Unless the companies cooperated, the five governments would work together to force companies to allow law enforcement agencies to access user data. “We may pursue technological, enforcement, legislative or other measures to achieve lawful access solutions,” the statement declared.

As the World Socialist Web Site (WSWS) has proven, these governments and their European counterparts are already collaborating with social media companies to implement massive restrictions on internet access. In April 2017, Google announced new algorithms, aimed at limiting or blocking access to the WSWS and other left wing, anti-war and progressive websites. Facebook and Twitter have adopted similar measures.

The WSWS has taken the lead in exposing this conspiracy to censor the internet and called for the formation of an International Coalition of Socialist, Anti-War and Progressive Websites to fight back against this attack on freedom of speech and basic democratic rights.

The Five Eyes edicts signal an even more draconian offensive. A statement on combatting “ubiquitous encryption” declared the necessity to crack open “end-to-end encryption” tools allegedly used for “terrorist and criminal activities.”

Aware of the importance of encryption for online retail, banking and other corporate and financial purposes, the statement denied any “intention to weaken encryption mechanisms.” Nevertheless, the five governments “agreed to the urgent need for law enforcement to gain targeted access to data,” subject to further “discussion with industry.”
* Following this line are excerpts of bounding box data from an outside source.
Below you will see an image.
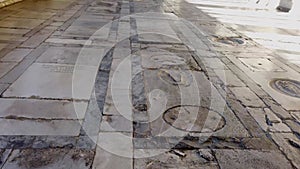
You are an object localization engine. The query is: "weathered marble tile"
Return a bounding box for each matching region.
[100,115,133,132]
[214,69,245,87]
[36,47,81,65]
[202,58,228,70]
[140,47,201,70]
[238,58,285,72]
[227,54,300,111]
[136,19,181,43]
[95,132,133,159]
[4,63,95,100]
[0,99,87,119]
[134,149,218,169]
[1,48,32,62]
[0,18,45,29]
[3,148,94,169]
[0,118,81,136]
[0,28,30,35]
[13,10,55,19]
[230,87,265,107]
[271,133,300,168]
[291,112,300,122]
[92,146,133,169]
[213,150,293,169]
[0,62,17,77]
[0,43,7,50]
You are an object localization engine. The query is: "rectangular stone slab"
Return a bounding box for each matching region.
[0,99,87,119]
[4,63,95,100]
[0,119,81,136]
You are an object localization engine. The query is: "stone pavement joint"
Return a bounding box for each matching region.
[0,0,300,169]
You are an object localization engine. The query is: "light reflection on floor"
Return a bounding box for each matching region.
[186,0,300,67]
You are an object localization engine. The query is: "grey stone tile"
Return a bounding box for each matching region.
[3,63,95,100]
[0,28,30,35]
[0,18,45,29]
[100,116,133,132]
[134,149,218,169]
[0,99,87,119]
[1,48,32,62]
[0,62,17,77]
[230,87,265,107]
[291,112,300,122]
[271,133,300,168]
[214,70,245,87]
[36,47,81,65]
[92,147,133,169]
[0,43,7,50]
[3,148,94,169]
[213,150,293,169]
[239,58,285,72]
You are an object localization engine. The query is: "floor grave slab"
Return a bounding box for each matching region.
[0,62,17,77]
[0,118,81,136]
[3,148,94,169]
[3,63,95,100]
[228,55,300,110]
[136,18,181,43]
[0,99,87,119]
[134,149,218,169]
[37,47,81,65]
[0,18,45,29]
[144,70,249,137]
[1,49,32,62]
[140,47,200,70]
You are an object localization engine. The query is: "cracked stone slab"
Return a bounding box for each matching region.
[36,47,81,64]
[214,70,245,87]
[93,146,133,169]
[227,54,300,111]
[1,49,32,62]
[140,46,200,70]
[0,18,45,29]
[271,133,300,168]
[0,119,81,136]
[213,150,293,169]
[144,70,249,137]
[3,149,94,169]
[134,149,218,169]
[0,62,17,77]
[230,87,265,107]
[3,63,95,100]
[238,58,285,72]
[0,99,88,119]
[247,108,291,132]
[100,116,133,132]
[136,18,181,43]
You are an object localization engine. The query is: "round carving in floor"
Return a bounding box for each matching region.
[163,105,226,133]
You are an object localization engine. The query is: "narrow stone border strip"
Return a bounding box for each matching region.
[0,0,22,8]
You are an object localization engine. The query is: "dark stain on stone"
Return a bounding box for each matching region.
[270,79,300,98]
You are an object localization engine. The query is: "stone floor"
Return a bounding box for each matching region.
[0,0,300,169]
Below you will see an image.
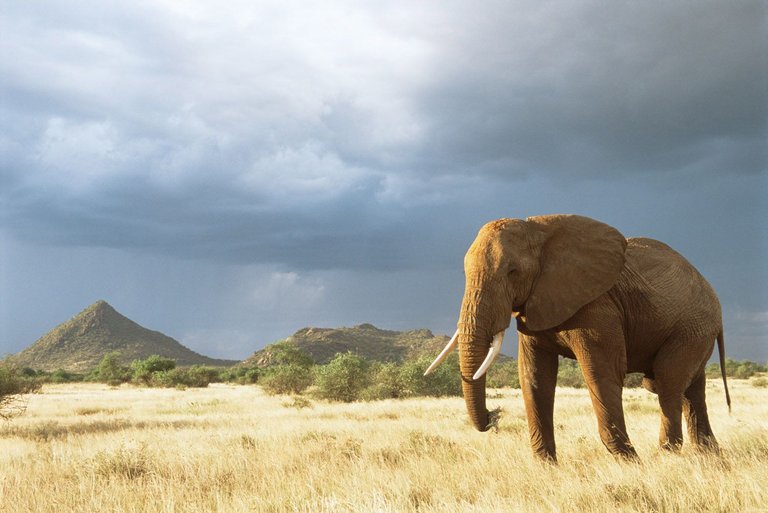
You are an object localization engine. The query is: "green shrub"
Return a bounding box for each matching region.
[148,365,219,388]
[89,351,131,386]
[315,352,370,402]
[219,367,261,385]
[259,364,312,395]
[400,353,461,397]
[624,372,644,388]
[131,354,176,385]
[557,358,584,388]
[360,362,404,401]
[264,341,315,369]
[0,362,41,419]
[45,369,83,383]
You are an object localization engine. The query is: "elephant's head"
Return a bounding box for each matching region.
[427,215,626,431]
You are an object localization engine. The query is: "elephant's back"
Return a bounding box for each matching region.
[625,237,721,324]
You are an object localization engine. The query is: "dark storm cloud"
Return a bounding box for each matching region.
[2,2,766,268]
[0,0,768,360]
[419,2,768,176]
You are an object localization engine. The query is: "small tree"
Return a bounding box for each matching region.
[259,364,312,395]
[0,362,40,420]
[92,351,131,387]
[400,353,461,397]
[557,358,584,388]
[131,354,176,385]
[265,340,315,369]
[360,362,405,401]
[315,352,370,402]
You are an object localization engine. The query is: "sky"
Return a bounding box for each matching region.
[0,0,768,361]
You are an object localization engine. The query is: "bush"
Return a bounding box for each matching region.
[149,365,219,388]
[557,358,584,388]
[131,354,176,385]
[259,364,312,395]
[265,341,315,369]
[45,369,83,383]
[360,363,405,401]
[219,367,261,385]
[315,352,370,402]
[0,362,41,419]
[89,351,131,387]
[400,353,461,397]
[624,372,644,388]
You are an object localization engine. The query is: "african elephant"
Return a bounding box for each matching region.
[427,215,731,461]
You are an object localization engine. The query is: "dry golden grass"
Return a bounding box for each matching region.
[0,380,768,513]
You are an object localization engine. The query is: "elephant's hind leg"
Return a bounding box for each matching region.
[653,342,699,451]
[683,370,718,451]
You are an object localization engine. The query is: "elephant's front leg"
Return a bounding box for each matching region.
[577,342,637,459]
[518,334,558,461]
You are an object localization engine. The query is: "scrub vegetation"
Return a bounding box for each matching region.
[0,378,768,513]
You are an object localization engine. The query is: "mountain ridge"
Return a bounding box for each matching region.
[239,323,449,367]
[10,300,237,372]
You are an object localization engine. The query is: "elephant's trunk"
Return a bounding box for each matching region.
[458,288,492,431]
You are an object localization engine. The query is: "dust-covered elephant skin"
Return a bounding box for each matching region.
[428,215,730,461]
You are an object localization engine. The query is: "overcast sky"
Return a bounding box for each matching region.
[0,0,768,361]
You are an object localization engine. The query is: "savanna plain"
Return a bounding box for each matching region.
[0,380,768,513]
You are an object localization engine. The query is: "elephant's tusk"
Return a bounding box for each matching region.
[424,330,459,376]
[472,331,504,379]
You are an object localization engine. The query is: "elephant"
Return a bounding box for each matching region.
[425,214,731,462]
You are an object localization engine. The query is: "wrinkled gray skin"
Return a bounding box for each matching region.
[458,215,730,461]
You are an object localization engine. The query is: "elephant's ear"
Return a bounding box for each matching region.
[525,215,627,331]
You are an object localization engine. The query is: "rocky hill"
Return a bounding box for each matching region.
[241,324,448,367]
[12,301,236,372]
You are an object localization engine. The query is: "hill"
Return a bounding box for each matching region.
[241,324,448,367]
[12,301,235,372]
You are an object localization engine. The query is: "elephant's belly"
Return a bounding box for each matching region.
[626,333,664,376]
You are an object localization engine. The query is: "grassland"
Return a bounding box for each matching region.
[0,380,768,513]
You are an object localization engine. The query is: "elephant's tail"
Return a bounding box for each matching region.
[717,328,731,413]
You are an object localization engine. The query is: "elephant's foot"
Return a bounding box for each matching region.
[533,447,557,465]
[659,439,683,454]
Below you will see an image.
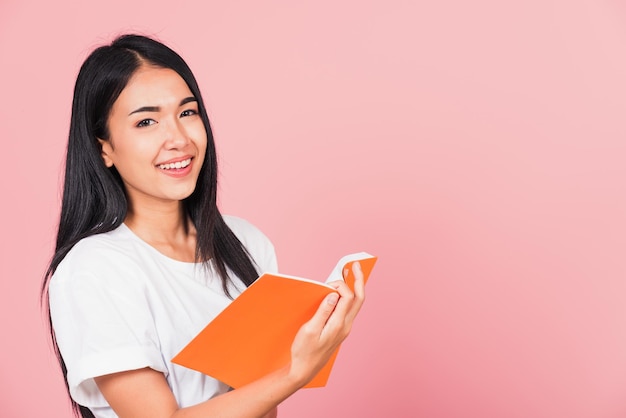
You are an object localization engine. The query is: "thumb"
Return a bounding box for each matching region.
[309,292,339,329]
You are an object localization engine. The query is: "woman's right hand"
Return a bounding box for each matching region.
[289,262,365,386]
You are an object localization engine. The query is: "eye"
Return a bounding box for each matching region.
[135,119,156,128]
[180,109,198,118]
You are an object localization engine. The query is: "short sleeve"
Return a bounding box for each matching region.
[224,215,278,274]
[49,243,167,407]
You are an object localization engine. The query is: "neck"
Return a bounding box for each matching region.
[124,201,196,262]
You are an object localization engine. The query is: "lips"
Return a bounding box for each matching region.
[157,158,191,170]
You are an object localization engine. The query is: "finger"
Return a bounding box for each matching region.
[352,261,365,299]
[307,292,339,331]
[346,261,365,322]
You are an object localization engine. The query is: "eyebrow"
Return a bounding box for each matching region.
[128,96,198,116]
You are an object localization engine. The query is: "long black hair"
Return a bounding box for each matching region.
[42,35,258,418]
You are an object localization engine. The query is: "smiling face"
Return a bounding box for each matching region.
[99,66,207,212]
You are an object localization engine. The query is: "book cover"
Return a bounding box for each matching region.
[172,253,377,388]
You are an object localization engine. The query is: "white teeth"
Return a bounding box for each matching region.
[157,158,191,170]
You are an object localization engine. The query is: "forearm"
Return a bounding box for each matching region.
[172,367,306,418]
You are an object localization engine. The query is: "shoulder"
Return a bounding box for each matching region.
[222,215,277,272]
[222,215,272,247]
[51,225,140,283]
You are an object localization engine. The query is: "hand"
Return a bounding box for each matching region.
[290,262,365,386]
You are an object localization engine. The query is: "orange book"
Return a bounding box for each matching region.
[172,253,377,388]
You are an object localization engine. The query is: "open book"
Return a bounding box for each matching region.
[172,253,377,388]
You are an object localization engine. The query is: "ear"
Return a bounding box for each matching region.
[98,138,113,168]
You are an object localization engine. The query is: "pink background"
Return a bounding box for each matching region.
[0,0,626,418]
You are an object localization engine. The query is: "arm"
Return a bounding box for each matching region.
[95,263,365,418]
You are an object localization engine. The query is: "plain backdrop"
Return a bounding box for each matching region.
[0,0,626,418]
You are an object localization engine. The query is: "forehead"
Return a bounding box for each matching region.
[113,66,193,110]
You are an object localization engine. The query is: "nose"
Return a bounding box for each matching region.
[163,120,189,149]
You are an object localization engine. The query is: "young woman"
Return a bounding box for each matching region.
[44,35,364,418]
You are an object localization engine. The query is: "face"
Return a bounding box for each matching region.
[99,66,207,208]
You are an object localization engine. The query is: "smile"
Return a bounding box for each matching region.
[157,158,191,170]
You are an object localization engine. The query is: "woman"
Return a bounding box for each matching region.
[44,35,364,418]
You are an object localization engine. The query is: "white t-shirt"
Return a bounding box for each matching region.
[49,216,277,418]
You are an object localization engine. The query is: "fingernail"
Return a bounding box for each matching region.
[326,293,339,305]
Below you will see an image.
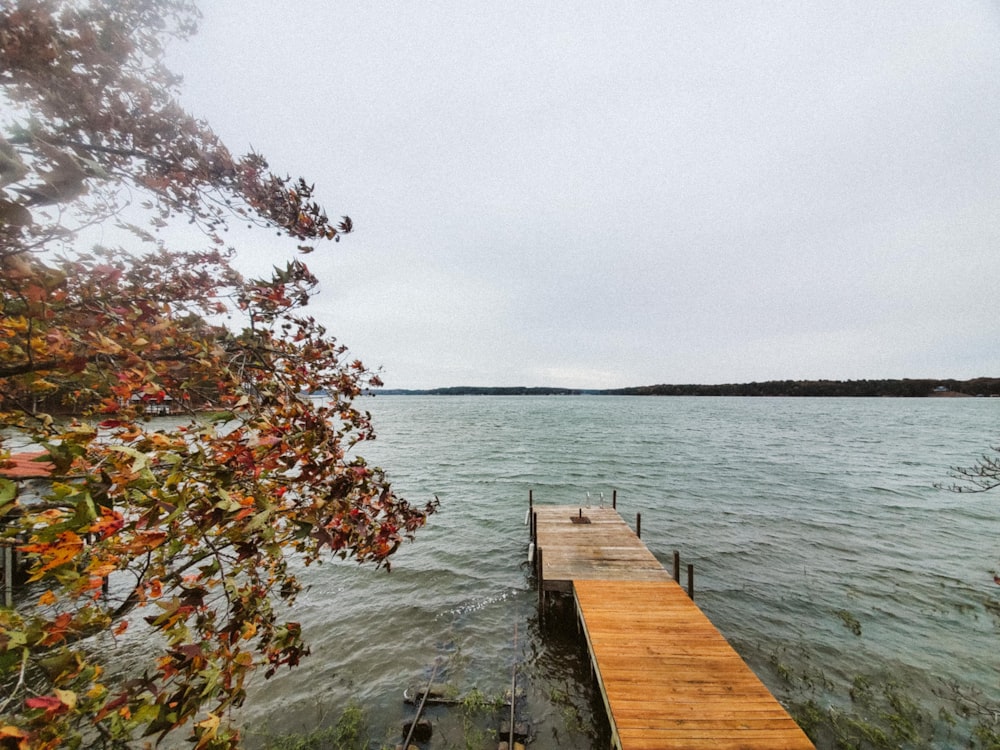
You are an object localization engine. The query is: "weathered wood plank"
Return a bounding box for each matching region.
[573,579,813,750]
Under Turnbull, Australia’s Liberal-National government had already unveiled such legislation, tabled in parliament last month. Telcos, internet companies and device manufacturers that refuse to facilitate access to secret data face fines of up to $10 million.
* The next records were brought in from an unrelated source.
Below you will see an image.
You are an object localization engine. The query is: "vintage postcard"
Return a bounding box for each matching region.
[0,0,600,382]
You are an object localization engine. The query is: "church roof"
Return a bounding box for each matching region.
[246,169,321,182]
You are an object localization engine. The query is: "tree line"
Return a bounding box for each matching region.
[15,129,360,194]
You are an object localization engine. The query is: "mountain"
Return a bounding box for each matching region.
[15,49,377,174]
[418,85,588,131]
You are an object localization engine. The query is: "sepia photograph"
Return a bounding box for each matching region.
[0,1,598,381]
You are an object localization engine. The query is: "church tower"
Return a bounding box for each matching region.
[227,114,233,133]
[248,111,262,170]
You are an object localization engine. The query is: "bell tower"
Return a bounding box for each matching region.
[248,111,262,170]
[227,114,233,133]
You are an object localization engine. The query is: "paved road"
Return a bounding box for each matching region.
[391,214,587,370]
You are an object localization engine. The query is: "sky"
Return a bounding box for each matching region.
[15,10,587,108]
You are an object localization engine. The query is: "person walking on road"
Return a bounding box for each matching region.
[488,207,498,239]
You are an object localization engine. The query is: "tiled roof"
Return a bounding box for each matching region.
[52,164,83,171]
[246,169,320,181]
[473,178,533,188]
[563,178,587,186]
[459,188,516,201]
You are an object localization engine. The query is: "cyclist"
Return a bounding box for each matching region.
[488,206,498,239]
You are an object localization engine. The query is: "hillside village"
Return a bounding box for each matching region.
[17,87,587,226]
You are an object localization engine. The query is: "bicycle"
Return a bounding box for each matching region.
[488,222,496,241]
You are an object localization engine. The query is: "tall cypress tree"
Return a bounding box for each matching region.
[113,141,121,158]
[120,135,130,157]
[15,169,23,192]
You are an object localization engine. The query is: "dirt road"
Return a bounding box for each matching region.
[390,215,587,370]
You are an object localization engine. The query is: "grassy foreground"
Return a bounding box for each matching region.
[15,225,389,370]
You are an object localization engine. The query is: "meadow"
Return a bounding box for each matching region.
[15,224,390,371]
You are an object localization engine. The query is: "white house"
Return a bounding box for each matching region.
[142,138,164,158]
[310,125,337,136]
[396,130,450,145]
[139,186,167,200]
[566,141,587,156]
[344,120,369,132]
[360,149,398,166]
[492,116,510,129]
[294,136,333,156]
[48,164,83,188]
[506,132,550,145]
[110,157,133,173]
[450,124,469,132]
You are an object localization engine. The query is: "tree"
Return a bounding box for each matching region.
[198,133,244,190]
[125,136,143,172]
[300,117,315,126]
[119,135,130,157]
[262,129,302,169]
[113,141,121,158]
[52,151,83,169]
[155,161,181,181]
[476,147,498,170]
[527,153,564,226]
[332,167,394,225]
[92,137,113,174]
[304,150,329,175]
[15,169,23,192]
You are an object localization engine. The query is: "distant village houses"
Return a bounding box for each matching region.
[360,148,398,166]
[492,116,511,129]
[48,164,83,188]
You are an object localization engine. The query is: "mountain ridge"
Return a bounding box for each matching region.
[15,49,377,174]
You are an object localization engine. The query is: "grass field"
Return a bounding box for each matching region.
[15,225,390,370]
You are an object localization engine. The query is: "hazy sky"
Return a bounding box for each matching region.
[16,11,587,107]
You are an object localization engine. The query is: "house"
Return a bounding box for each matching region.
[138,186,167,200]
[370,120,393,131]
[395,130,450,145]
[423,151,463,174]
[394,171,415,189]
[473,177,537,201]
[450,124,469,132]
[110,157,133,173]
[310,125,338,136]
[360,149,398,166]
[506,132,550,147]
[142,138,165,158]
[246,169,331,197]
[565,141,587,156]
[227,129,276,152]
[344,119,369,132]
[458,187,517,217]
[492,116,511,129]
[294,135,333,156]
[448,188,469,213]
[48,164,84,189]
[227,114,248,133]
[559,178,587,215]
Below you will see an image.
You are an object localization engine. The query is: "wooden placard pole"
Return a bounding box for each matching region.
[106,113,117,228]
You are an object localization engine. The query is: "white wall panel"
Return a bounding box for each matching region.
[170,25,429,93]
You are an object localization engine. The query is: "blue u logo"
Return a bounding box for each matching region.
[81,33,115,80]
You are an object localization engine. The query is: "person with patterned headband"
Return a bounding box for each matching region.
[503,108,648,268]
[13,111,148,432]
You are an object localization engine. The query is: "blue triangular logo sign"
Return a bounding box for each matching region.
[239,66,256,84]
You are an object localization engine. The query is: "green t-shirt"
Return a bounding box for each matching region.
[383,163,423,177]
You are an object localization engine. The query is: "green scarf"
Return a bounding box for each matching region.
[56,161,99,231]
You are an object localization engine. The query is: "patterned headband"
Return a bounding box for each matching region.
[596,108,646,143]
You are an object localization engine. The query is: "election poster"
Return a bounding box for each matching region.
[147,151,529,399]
The intelligence and police forces will have powers to compel any company, via a “Technical Capability Notice” issued by the attorney-general, to build a capability or functionality to provide the information required by agencies.

These powers will be far-reaching, potentially affecting any website. According to government ministers, they will apply to encrypted messaging services such as WhatsApp, as well as “any entity operating a website.”

The Five Eyes summit underscores the need to develop the struggle against this ever-increasing internet censorship, together with the drive toward war and police-state rule, and to root it in the working class, the only social force capable of defending fundamental democratic rights and freedom of expression.